A festival going on at the House of Pacific Relations.

“We have 34 houses with nine new ones,” says Eeva Syvanen. Syvanen, president of the House of Finland and delegate to the House of Pacific Relations. Remarkably, the House of Finland is one of the older houses in Balboa Park, thanks to some early Finns who settled in San Diego and established the House of Finland in 1940. “This was during the Winter War,” Syvanen adds. Usually every house has some kind of spring event and many of the houses are open on the weekends (…in normal times). The House of Pacific Relations had a number of events planned, including the Memorial Day Weekend Ethnic Food Faire. However, greater Balboa Park has been closed since March. (It is set to reopen around June 15.)

So, the House of Finland has had to improvise to provide its members a sense of community in these self-isolating times. It has zoomed into Zoom culture with membership meetings every month. The Finish Lutheran Church in Poway continues to post Sunday Services online. There’s also hope that some type of Midsummer Party can be held virtually.

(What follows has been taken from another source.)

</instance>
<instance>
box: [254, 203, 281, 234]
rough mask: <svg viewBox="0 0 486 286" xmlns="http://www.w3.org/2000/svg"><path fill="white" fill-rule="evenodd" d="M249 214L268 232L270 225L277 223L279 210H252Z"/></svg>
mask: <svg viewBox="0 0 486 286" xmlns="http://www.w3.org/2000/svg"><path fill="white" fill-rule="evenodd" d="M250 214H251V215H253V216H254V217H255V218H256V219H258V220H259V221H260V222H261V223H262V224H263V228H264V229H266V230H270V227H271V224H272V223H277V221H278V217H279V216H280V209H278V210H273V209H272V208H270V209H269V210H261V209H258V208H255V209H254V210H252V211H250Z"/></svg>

“We’d like to do something fun remotely this summer,” says Syvanen. “Finland won ‘happiest country in the world’ again this year.” And anyone who knows a few Finns knows that there is a national attempt at having national fun. For instance, Finnish pop musician Pave Maijanen promoted a virtual music festival that was televised throughout Finland in April. These types of events keep the Finnish people culturally united even while spread out around the globe.

For more info about the House of Pacific Relations and the 40-some cultures that are celebrated there…

And there it is! Another month of Stir Crazy. We’ve meandered through some eclectic topics here. But isn’t that what life during COVID is? Lots of meandering while we wait for something to become permanent again? We are now somewhere around Day 75 of the Corona crisis. And let’s face it: many of those 75 days have unfortunately been spent listening to the wheels spinning in our own heads. If this is going to be the new normal, we need to find new ways to connect with the people, groups, and activities around us. We are not alone! It just feels that way sometimes.